The use of the Aarogya Setu app, designed to warn a user if an infected person is in the vicinity, has been increasingly deployed to help track and limit the spread of Covid-19. The Centre on 4 May mandated that the app be downloaded on the phones of everyone stepping out or returning to offices from this week, while in Noida, not having the app is a punishable offence, with a jail term of up to six months.

Also read: Pakistani operatives create fake Arogya Setu app to ‘steal info’ from Indian defence forces

What the government says

In a statement, the Aarogya Setu team released a point-by-point rebuttal to Alderson, who posted the document on his Twitter timeline as well.

In it, the government addressed concerns over the app fetching user location and privacy risk to user data among other issues.

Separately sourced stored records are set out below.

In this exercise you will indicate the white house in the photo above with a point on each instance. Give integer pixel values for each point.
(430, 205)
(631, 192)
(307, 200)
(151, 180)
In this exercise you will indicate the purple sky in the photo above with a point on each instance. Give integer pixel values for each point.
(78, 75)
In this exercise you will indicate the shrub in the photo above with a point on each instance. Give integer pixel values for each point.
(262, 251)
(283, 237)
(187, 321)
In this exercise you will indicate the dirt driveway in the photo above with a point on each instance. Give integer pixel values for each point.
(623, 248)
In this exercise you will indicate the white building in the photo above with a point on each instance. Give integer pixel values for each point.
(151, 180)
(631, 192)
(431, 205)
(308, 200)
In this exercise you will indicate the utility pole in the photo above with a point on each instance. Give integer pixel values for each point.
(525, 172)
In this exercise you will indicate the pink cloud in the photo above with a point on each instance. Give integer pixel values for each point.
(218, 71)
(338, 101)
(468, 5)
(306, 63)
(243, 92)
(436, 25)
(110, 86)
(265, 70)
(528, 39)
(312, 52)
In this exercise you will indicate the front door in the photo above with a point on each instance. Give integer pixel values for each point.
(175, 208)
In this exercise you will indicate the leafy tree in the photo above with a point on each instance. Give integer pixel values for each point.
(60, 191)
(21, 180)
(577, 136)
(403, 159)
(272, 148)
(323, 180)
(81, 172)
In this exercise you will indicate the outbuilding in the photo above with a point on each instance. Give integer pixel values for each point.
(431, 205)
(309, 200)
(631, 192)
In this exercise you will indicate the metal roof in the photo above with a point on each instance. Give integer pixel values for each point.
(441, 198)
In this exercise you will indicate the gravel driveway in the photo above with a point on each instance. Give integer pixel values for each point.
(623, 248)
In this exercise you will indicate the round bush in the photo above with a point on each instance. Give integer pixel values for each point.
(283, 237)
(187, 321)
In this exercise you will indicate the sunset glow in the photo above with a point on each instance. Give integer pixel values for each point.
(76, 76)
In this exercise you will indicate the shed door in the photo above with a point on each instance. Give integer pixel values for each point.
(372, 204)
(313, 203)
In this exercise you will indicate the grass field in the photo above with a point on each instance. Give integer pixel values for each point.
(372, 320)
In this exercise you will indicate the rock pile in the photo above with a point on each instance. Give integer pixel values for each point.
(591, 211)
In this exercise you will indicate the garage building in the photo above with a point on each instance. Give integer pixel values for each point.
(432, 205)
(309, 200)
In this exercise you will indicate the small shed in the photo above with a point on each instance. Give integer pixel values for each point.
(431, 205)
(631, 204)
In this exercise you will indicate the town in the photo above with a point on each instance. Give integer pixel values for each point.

On location data, the statement clarified that it was design and this information is detailed in the app’s privacy policy.

The app fetches users’ location and stores on the server in a secure, encrypted, anonymised manner — at the time of registration, at the time of self assessment, when users submit their contact tracing data voluntary through the app or when it fetches the contact tracing data of users after they have turned Covid-19 positive, it added.

Statement from Team #AarogyaSetu on data security of the App.

— Aarogya Setu (@SetuAarogya) May 5, 2020

On the issue that users can get Covid-19 stats displayed on the home screen by changing the radius and latitude-longitude using a script, Aarogya Setu said all this information is already public for all locations and hence does not compromise on any personal or sensitive data.

The government underscored that no personal information of any user was at risk and said they were continuously testing and upgrading their systems.

“We thank the ethical hacker on engaging with us. We encourage any users who identify a vulnerability to inform us immediately…,” it said.

Responding to Aarogya Setu’s clarification, Alderson tweeted: “Basically, you said ‘nothing to see here’. We will see. I will come back to you tomorrow.”

Alderson’s tweets created a flutter on Twitter, with several asking him questions about the alleged security issue. One Twitter user asked if Alderson believed the issue was intentional and done by design, to which he replied in the affirmative.

Do you believe it is intentional and by design?

— tj (@tjweet) May 5, 2020

On 2 May, Rahul Gandhi had said the app was a sophisticated surveillance system, which has no institutional oversight, as he raised concerns over data security and privacy.